Voor de Volkskrant is de terugtrekking van het artikel in The Lancet aanleiding om volop in te zetten op de politieke framing van het middel. ‘Wat heeft het populisme toch met de “wonderpil” hydroxychloroquine?’ kopt de krant op 5 juni. Volgens redacteur Maarten Keulemans slaat het verhaal van hydroxychloroquine als miskend wondermiddel aan bij rechts-populisten, die graag geloven dat ‘de elite’ met opzet het volk misleidt. Zij denken volgens Keulemans dat hydroxychloroquine te goedkoop en te simpel is om er geld aan te verdienen, en dat de elite de crisis gaande wil houden. Door de terugtrekking van het artikel in The Lancet voelen de rechts-populisten zich nu gesterkt in hun opvatting.

Keulemans toont zich een slecht verliezer door de terugtrekking tot twee keer toe te wijten aan technische fouten. Dat is een bagatellisering van waar het werkelijk om gaat, namelijk dat er getwijfeld wordt aan het waarheidsgehalte van de data en analyses van een van de auteurs, Sapan Desai van Surgisphere. Meteen na de publicatie spreken verschillende wetenschappers al hun twijfels over het onderzoek uit, ook wetenschappers die kritisch staan tegenover de behandeling van covid-19 met hydroxychloroquine. The Lancet besluit tot een onafhankelijk thirdparty peer review, maar Surgisphere weigert de data vrij te geven.

‘Zonder hydroxychloroquine worden de witte bloedcellen bij corona heel actief’

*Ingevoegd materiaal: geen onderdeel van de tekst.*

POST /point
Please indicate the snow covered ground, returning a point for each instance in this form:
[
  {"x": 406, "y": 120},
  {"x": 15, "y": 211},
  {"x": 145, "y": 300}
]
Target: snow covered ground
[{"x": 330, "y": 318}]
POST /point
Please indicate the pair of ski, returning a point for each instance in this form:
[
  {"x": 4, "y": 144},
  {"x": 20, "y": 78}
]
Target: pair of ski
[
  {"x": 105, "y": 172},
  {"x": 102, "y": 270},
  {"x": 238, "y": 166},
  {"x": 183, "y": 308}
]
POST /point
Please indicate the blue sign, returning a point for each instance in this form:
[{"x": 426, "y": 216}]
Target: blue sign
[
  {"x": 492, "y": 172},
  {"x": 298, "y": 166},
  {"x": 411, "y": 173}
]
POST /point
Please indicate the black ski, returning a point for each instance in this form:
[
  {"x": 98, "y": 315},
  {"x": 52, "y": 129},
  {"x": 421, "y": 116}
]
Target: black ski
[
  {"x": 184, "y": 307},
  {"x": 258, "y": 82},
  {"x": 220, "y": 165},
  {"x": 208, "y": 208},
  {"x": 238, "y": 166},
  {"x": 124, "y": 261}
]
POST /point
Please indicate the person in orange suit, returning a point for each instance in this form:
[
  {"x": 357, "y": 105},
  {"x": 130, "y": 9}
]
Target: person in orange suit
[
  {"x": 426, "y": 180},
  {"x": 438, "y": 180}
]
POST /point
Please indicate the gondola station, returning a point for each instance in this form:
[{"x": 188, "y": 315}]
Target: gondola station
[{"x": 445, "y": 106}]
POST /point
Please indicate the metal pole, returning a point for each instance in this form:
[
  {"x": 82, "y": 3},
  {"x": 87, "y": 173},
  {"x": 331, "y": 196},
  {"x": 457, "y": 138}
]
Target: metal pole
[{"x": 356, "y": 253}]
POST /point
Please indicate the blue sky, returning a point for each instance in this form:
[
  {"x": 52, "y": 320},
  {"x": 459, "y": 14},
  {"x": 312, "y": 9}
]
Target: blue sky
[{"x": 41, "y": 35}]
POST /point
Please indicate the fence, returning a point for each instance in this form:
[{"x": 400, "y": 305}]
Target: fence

Op 10 juni schuift internist en onderzoeker Raphaël Duivenvoorden aan bij Op1 met een soort lightversie van een vergelijkbaar verhaal. Tenminste, dat is wat de presentatoren Charles Groenhuijsen en Carrie ten Napel ervan maken. Die willen een duidelijke afwijzing van hydroxychloroquine, zodat bewezen wordt dat het middel niet deugt en gevaarlijk is. Duivenvoorden werkt echter niet soepel mee. Zijn onderzoek gaat over een bepaald soort witte bloedcellen die je nodig hebt om de afweer te genereren, zodra covid-19 binnenkomt. Het is een stof met een niet-specifiek geheugen. Als de eerste afweerrespons goed is, dan is de kans groot dat je het virus op een goede manier aankunt. Dan blijft het bij milde klachten. In veel gevallen is de patiënt na een aantal dagen alweer beter.

Als die eerste afweerrespons echter verkeerd uitpakt, kan het virus voort etteren en dieper in de longen terechtkomen. Dan komt er een soort tweede afweerrespons op gang die heel veel ontsteking geeft, waardoor het longweefsel veel schade oploopt. De kans is groot dat de patiënt dan naar de ic moet.  Eigenlijk komt deze beschrijving van het ziekteverloop overeen met die van huisarts Rob Elens, die in Nederland het gebruik van hydroxychloroquine in een vroeg stadium al propageerde.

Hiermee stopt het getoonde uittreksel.